Everything here is about irony as historical figures, events, and even casting is used to sublimate expectations and speak to the audience head on. His careful use of language and dialogue are skillfully crafted as French, German, and English dialogue is seamlessly and interchangeably employed without confusion or loss of fidelity. The artfully spoken languages heard by mostly authentic actors inhibiting their genuine ancestries and nationalities adds legitimacy as the story starts to get more ridiculous.



Acts of revenge and violence are compellingly brutal. Much of the acting in the Inglourious Basterds ensemble is all-around superb with some top notch performances. The cast of wonderfully constructed characters here seem all justified in carrying out their acts of vengeance with the exception of the powerfully captivating Nazi Hans Landa, “The Jew Hunter”, masterfully played by Christoph Waltz, who embodies the role of a true villain in all his evilness, menace, charm, and wit as the ultimate detective far too intelligent for defeat.

Inglourious Basterds plays as an ambitious, post-modern commentary on the tradition of war and film. Tarantino clearly comments on the nature of film criticism and appreciation. In fact, one character, Lt. Archie Hicox played by Michael Fassbender, plays an important pre-war film critic who then becomes the most suave, debonair British covert agent in history. The film is intimately aware it is a film and uses that to its advantage sublimely. Cinephiles might notice the title card in Tarantino's own handwriting taken straight from the cover page of his widely-circulated shooting script. Two characters have a typical Tarantino discussion about (German) film and pop culture in period speaking French that works on so many levels. The five chapters (or one act play-like short films) that make up the narrative are methodically crafted and articulated with detail and precision that conveys a purely cinematic experience on and of film. The chapters work as a series of interconnected short films loosely tied together in a very theatrical nature.
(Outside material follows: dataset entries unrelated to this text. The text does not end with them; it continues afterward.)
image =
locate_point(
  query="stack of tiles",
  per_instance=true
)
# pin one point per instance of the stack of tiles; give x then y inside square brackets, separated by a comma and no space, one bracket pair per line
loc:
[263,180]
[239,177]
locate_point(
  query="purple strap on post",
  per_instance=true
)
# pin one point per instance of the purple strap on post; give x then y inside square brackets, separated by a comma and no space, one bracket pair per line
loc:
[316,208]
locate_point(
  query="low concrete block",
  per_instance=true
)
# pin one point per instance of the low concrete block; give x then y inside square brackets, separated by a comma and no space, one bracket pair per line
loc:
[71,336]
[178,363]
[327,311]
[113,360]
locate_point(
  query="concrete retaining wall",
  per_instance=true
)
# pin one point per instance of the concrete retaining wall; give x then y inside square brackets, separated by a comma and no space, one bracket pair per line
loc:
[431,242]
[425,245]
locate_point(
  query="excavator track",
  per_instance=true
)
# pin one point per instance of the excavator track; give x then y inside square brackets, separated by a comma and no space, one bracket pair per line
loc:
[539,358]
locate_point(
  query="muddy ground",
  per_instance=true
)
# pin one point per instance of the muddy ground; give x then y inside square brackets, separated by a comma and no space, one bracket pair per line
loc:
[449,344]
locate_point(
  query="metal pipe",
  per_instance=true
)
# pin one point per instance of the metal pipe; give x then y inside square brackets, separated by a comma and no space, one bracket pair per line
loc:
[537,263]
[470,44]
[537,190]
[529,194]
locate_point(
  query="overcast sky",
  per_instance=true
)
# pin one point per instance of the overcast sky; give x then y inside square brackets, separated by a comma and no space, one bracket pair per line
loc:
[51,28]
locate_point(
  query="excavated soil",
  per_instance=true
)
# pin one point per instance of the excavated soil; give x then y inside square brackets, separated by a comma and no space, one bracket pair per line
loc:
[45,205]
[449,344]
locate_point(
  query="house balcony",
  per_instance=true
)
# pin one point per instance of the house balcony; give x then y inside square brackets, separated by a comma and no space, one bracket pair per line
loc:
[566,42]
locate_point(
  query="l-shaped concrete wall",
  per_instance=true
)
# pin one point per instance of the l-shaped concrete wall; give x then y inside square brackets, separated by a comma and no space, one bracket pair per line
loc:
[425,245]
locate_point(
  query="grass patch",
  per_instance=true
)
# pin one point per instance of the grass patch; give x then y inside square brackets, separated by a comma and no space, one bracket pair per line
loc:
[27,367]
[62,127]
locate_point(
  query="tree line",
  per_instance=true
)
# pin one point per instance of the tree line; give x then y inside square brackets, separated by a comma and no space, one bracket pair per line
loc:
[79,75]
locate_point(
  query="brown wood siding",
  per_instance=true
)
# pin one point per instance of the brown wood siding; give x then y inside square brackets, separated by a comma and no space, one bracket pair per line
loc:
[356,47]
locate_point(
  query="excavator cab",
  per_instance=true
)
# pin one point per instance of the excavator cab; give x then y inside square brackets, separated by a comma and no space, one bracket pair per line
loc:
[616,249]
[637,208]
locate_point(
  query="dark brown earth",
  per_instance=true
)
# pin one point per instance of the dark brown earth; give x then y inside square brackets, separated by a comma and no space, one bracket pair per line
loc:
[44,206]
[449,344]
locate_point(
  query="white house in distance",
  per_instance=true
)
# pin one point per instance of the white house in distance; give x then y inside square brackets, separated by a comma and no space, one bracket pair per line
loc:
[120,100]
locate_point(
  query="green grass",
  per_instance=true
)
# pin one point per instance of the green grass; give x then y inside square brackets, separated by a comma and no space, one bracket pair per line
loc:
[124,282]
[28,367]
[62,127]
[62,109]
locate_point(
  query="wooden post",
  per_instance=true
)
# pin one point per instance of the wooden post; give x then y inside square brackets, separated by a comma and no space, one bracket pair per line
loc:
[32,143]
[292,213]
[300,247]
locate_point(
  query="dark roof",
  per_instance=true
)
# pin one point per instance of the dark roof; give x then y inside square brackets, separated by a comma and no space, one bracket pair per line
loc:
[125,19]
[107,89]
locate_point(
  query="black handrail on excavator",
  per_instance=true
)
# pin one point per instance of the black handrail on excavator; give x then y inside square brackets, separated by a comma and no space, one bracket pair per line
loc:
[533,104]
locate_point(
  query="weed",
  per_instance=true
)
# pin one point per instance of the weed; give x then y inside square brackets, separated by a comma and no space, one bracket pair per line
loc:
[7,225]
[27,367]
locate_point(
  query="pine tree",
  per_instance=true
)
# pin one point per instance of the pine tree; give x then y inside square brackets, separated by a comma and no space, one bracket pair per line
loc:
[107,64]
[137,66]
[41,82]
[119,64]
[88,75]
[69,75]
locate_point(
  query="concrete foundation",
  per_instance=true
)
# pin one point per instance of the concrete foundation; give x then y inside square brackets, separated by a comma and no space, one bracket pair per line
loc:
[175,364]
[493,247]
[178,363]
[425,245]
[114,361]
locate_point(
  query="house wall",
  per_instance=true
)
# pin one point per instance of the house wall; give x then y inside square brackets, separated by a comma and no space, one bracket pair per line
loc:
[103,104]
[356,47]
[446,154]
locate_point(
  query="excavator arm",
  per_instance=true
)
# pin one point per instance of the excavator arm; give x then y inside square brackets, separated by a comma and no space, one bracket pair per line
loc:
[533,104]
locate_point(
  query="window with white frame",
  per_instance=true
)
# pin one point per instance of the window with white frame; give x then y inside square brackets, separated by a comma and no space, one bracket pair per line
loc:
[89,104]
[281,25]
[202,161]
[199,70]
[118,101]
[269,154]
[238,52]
For a long film, there are few scenes, actual conversations, and set pieces. Dialogue is used to build suspense and build towards a climatic pay off of incredible tension. This is a truly, highly unconventional work of film appreciation as the role of cinema as art plays a central role in the plot mechanics that encompasses a wide array of fascinating characters. The entrance into this world is slow and subtle before it forcefully sets up its anarchistic events forward quite fluidly. To say this is not like any other war film, while almost too accurate, is misleading as Tarantino sort of literally postulates how "cinema can save the world," with a kind of unexpected visceral conclusion.

Unless intimately familiar with the inner workings of the mind of Mr. Tarantino (and not necessarily his body of work), it is difficult to predict what the film ultimately delivers, a deep machination on film as life and art wrapped around an unpredictable ride of revisionist history where the Jews fight back hard against tyranny. There is so much subtext and ideology to delve into as the themes and workings of the film offer so much rich commenting upon the role of war, vengeance, violence, and film. The imagery is illuminating as Tarantino visualizes cinematic metaphors for Jewish extermination, acts of burning in eternal hellfire, and an Orwellian future.
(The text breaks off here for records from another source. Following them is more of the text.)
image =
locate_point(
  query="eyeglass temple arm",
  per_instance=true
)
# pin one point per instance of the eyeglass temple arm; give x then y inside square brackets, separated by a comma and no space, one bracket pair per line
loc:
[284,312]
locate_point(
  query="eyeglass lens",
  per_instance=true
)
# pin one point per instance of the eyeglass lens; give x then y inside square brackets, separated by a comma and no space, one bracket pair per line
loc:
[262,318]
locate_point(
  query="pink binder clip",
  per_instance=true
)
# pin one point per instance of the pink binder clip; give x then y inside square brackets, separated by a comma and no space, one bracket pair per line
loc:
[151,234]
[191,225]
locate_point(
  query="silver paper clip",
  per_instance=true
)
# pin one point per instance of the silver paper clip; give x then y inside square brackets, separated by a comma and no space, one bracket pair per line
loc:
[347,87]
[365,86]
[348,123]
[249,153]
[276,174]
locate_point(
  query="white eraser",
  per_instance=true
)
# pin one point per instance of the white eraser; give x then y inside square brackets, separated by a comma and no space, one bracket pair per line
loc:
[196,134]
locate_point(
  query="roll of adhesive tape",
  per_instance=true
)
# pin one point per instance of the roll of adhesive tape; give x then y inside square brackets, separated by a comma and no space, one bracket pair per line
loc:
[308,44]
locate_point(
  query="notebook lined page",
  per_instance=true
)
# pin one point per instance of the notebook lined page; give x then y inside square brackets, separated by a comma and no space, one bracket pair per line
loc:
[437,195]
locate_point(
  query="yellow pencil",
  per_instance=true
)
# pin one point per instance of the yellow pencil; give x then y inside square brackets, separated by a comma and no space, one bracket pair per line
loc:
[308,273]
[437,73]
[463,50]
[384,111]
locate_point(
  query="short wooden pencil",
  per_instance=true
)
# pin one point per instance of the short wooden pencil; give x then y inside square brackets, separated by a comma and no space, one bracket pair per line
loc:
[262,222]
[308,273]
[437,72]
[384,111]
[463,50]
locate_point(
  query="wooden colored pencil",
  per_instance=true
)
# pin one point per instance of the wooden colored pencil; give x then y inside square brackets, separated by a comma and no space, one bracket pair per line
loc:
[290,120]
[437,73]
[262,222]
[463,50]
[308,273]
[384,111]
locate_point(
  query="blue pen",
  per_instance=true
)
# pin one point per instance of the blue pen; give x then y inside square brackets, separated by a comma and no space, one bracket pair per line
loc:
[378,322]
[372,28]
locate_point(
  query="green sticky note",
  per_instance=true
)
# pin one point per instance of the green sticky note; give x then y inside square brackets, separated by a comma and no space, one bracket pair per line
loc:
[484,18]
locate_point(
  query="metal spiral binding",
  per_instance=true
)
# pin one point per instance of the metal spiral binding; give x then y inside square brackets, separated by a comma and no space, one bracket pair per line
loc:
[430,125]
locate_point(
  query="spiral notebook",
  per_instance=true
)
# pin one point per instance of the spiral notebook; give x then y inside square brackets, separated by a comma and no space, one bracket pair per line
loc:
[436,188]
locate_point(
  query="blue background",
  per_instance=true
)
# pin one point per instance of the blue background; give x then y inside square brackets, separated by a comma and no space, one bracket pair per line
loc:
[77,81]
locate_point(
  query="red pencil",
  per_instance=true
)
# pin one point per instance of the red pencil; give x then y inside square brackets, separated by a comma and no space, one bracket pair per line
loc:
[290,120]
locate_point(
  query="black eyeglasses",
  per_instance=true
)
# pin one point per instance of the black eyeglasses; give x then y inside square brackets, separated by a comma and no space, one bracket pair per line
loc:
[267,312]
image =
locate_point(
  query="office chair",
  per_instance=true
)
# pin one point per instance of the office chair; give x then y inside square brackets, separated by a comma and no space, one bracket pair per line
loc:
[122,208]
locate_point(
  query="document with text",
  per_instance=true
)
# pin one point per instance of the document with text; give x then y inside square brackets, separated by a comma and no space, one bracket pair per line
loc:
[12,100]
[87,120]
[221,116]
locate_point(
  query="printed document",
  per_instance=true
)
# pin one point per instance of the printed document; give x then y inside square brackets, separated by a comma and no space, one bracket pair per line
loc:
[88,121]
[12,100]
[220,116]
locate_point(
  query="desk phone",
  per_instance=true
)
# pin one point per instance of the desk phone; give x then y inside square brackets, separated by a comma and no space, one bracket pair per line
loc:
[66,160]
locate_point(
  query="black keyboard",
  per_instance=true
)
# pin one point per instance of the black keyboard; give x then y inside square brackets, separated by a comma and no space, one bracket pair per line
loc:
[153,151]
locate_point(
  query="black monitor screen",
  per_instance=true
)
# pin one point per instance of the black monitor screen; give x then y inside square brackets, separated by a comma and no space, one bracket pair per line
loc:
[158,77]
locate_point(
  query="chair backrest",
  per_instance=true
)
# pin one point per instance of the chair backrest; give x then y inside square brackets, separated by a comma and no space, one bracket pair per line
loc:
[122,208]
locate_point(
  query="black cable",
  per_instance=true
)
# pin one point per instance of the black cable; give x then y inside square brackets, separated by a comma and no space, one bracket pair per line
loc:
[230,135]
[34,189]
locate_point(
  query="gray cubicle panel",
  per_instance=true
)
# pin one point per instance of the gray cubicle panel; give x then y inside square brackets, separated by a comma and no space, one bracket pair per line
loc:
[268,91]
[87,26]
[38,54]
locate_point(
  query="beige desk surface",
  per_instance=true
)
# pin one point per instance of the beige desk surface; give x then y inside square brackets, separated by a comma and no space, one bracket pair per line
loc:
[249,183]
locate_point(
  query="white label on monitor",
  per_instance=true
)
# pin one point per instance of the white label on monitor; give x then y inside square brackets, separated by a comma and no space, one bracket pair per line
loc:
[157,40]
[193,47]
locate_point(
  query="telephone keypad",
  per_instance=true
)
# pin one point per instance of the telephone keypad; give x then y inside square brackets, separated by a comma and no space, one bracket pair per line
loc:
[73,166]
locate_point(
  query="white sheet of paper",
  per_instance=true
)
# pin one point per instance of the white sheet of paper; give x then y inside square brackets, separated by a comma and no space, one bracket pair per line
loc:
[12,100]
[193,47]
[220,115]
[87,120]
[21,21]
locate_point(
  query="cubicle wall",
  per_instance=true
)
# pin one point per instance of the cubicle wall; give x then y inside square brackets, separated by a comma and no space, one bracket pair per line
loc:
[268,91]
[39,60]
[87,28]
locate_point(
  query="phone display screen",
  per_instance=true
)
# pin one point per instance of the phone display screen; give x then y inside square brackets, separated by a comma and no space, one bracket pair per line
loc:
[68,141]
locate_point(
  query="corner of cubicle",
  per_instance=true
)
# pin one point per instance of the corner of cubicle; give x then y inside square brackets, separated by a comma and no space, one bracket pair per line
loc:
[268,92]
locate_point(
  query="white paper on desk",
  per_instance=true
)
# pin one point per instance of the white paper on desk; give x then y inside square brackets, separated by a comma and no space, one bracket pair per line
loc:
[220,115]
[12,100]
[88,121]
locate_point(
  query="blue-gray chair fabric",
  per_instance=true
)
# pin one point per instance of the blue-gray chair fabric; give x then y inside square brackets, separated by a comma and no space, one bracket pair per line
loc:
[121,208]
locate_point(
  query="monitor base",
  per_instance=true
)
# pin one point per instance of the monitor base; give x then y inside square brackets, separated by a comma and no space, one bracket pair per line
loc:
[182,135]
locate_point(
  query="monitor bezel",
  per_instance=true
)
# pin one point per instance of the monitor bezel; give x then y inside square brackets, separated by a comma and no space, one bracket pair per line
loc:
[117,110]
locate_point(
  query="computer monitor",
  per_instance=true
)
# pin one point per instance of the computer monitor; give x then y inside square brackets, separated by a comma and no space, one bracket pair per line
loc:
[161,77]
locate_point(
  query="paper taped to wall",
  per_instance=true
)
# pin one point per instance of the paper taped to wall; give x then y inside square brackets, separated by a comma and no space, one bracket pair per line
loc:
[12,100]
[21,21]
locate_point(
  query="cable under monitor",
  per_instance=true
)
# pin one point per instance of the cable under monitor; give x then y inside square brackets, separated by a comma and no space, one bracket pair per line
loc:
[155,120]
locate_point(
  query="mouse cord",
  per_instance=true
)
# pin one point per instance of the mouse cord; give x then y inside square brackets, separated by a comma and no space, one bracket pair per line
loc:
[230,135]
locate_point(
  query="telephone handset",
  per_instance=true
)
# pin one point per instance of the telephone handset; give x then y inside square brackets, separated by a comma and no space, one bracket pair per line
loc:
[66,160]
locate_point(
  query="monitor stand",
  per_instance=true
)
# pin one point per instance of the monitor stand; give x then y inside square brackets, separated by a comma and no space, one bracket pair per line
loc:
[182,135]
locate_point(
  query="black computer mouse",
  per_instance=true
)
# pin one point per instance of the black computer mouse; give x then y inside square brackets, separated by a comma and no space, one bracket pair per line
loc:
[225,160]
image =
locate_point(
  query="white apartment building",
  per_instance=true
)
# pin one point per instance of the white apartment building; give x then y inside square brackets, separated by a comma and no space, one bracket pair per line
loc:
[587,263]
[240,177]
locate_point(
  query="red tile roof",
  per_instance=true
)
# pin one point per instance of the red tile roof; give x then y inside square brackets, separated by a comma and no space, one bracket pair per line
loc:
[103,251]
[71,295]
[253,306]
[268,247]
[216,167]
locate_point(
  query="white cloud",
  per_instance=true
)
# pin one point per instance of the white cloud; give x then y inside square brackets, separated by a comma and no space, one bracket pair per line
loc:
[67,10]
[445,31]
While adhering to much of his familiar filmmaking troupes, Tarantino has maturely shed some of his hip, pop culture pastiche to pay homage to his influences remarkably well while ratcheting up other cinematic tricks in a self-indulgently delicious fashion as he manages to adhere to genre filmmaking while lifting it up beyond almost resembling high art. With great bravado and complete confidence lacking any candor whatsoever, this auteur bravely yet boldly stares directly into the camera and declares to his audience, "I think this might just be my masterpiece."